25Une urbanité spécifique grâce à la Méditerranée connue sous le nom mater urbanitas, la mer des urbanités (Bernié-Boissard et al., 2017). Les pratiques urbaines sont le résultat d’une longue cohabitation des occupants qui ont investi la vieille ville à travers le temps. Ces valeurs sociales et urbaines spécifiques sont propres à quelques occupants seulement qui tiennent encore aux mœurs bougeottes (Yazid et Sion, 2006).

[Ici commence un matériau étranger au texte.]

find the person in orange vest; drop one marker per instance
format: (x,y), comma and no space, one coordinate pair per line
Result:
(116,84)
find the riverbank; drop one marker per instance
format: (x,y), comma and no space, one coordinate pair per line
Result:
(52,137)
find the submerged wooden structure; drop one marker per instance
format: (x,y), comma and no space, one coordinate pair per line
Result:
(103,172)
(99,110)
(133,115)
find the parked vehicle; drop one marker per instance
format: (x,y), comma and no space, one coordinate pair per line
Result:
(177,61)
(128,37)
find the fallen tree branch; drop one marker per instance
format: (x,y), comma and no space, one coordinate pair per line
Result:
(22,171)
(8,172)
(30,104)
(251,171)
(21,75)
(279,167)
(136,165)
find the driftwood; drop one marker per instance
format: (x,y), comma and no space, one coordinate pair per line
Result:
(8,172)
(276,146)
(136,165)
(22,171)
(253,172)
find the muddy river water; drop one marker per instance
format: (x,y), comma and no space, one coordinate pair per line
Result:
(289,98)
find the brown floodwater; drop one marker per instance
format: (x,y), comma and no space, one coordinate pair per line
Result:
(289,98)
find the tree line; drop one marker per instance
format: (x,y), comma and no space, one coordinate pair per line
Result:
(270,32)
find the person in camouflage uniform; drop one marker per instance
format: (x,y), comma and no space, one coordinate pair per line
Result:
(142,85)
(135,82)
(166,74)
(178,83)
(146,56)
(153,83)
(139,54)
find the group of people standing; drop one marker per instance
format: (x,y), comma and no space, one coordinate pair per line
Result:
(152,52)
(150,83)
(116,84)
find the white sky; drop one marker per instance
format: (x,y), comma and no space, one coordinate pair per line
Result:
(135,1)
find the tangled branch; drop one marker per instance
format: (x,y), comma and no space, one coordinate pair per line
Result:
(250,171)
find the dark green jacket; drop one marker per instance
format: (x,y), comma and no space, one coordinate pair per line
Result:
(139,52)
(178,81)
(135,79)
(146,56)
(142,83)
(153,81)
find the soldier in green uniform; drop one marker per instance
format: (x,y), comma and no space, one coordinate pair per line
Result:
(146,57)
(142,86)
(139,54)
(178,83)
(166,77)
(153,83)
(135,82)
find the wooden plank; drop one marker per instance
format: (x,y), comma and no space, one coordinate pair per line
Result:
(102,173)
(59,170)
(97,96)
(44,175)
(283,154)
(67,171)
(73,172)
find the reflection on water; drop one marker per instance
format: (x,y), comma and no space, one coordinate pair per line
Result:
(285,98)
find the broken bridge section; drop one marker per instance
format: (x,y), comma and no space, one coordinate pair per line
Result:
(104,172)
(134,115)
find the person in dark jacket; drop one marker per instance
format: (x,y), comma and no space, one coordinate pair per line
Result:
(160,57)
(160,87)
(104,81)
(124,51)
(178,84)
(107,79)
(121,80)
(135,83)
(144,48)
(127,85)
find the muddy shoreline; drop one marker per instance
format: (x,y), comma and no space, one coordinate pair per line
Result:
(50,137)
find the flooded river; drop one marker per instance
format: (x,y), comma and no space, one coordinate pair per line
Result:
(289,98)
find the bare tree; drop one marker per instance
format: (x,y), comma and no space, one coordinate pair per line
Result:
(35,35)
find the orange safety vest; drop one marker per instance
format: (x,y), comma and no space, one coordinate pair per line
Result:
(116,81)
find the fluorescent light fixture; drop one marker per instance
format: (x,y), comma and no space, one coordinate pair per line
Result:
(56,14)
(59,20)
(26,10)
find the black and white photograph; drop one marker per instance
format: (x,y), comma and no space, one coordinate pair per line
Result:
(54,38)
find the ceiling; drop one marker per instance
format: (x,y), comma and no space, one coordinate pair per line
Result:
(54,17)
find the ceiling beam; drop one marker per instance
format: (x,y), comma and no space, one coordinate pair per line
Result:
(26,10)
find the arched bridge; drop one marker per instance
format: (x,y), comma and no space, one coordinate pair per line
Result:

B. Les politiques patrimoniales au sein de la vieille ville de Béjaia et leurs portées paysagère et sensible

26Dans le cadre de la loi algérienne n° 98-04 (JORADP, 1998), sur la protection du patrimoine culturel, un plan permanent de sauvegarde et de mise en valeur du secteur sauvegardé de la ville de Béjaia (PPSMVSS) a été créé officiellement en 2013 pour protéger son patrimoine et y régir tout acte de construction. Des opérations de réhabilitation, restauration et réaménagement de quelques sites patrimoniaux, telles que la mosquée de la Casbah, la Casbah, Bordj Moussa, Fort Abd-El-Kader et la mosquée Sidi-El-Mouhoub ont été lancées par les autorités publiques de la ville depuis une vingtaine d’années. Néanmoins, ces opérations restent éparpillées et ponctuelles. Une fois assemblés, ces sites figés constitueront un ensemble cohérent et structuré par des parcours identifiés. Une réflexion globale et une attention particulière devraient ainsi être portées aux valeurs sensibles des espaces publics, notamment leurs qualités multisensorielles et paysagères.

27Les espaces publics de la vieille ville de Béjaia (la rue droite, la ruelle sinueuse, l’escalier urbain et la place publique) permettent certes une mobilité au sein du tissu urbain, mais favorisent aussi les interactions sociales. Le réseau piétonnier représente un potentiel patrimonial et un enjeu majeur de la revalorisation, car ces espaces publics urbains replacent la promenade, le piéton et la marche en ville au cœur des préoccupations du bien-être (Rochel et al., 2017) et des plaisirs des sens, sources d’urbanité.

28Défini comme étant un degré de facilité à marcher dans un milieu donné et favorisant l’équité sociale et les interactions, le principe de mariabilité témoigne de la qualité de l’environnement urbain et des conditions de marche (INSPQ, 2013), incluant divers facteurs objectifs et subjectifs (morphologie des zones de marche, mobilier urbain, niveaux de sécurité, de confort, de satisfaction piétonnières (Litman, 2004). On entend ici par environnement urbain l’ensemble des composants physiques figés (bâtiment, rue, mobilier urbain, etc.) et mobiles (bus, poubelle, piéton, etc.) ainsi que les composants immatériels (bruit, odeur, tag, etc.) de la ville (Raulin et all, 2016).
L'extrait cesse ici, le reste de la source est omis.